# Irish/ scottish people- is rory a catholic or Protestant name?



## lau86

I don't want to offend anyone Just wondering in Ireland/ Scotland is rory a name mostly given to catholic or Protestant people or does it not really make a difference? The reason I'm asking is because my nan is a strict protestant and very traditional, I'm not bothered but It wouldn't go down well with her if I gave the baby a catholic name. Thanks for your help x


----------



## TheNewMrs

I am Irish, I dont believe any names are either Catholic or Protestant.


----------



## Cassie.

I'm Irish as well, I'm not sure. I knew a Rory at primary school, he had a strict Protestant family but I don't know.


----------



## BlaireUK

Well i'm Scottish and Christian (anglican) and i've never heard of Rory being a religious name. If you like the name then I don't think you should consider whether it's ever been seen as being on one side of the divide or not. We have a responsibility to break down these barriers. 
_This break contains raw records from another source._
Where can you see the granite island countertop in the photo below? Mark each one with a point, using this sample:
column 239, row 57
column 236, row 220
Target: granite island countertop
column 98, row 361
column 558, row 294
P.S. I love the name Rory - it's very cute.


----------



## jensonsmummy

I know exactly where your coming from. I know one Rory and they are from a Protestant family. Unfortunately in Northern Ireland you could get bullied etc if your name sounds from a different religion.


----------



## lau86

TheNewMrs said:


> I am Irish, I dont believe any names are either Catholic or Protestant.

I think my nan is very outdated lol (she's in Belfast) your probably right. Its a good thing that these catholic/ Protestant things are becoming less of an issue. It's crazy of me to base my childs name around her opinions so I'll go with rory I love it.


----------



## cooch

I would consider it to be very very Scottish and possibly Protestant. However I know a Catholic that called their child Rory. 

Call the child what you like. It's a shame you have to look at it in that way.


----------



## Floralaura

I love the name Rory..I have to admit the only thing it makes me think of is DR.Who lol..thats not a bad thing..for Baby number 3 my two top names are Amelia and Rory courtesy of Dr.who :)
If you like it then go for it..


----------